This dataset contains groundwater monitoring data collected from monitoring wells across 10 districts in Malawi between 2024 and 2025. The data were captured using automated data loggers installed in monitoring wells and were collected and managed by BASEflow.
The dataset provides time-series measurements of key groundwater parameters, enabling detailed analysis of aquifer behavior across multiple geographic locations.
Variables Included
Date – Date of measurement
Waterpoint Name – Name of the monitoring site
District – Administrative district where the monitoring well is located
Latitude & Longitude – Geographic coordinates of the monitoring well
Source – Data collection method (automated data logger)

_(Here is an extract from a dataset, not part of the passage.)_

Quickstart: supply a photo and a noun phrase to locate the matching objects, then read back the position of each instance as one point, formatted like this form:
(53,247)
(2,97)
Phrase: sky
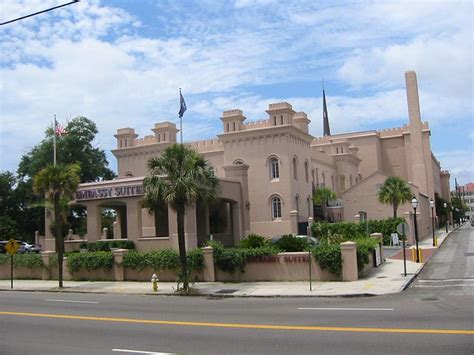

Water Level – Groundwater level measurement (typically meters below ground level, depending on installation reference)
Temperature – Groundwater temperature (°C)
Conductivity – Electrical conductivity (µS/cm), indicating dissolved ion concentration and groundwater quality characteristics
The use of automated loggers ensures high-frequency, consistent, and reliable measurements suitable for time-series analysis and hydrogeological assessment.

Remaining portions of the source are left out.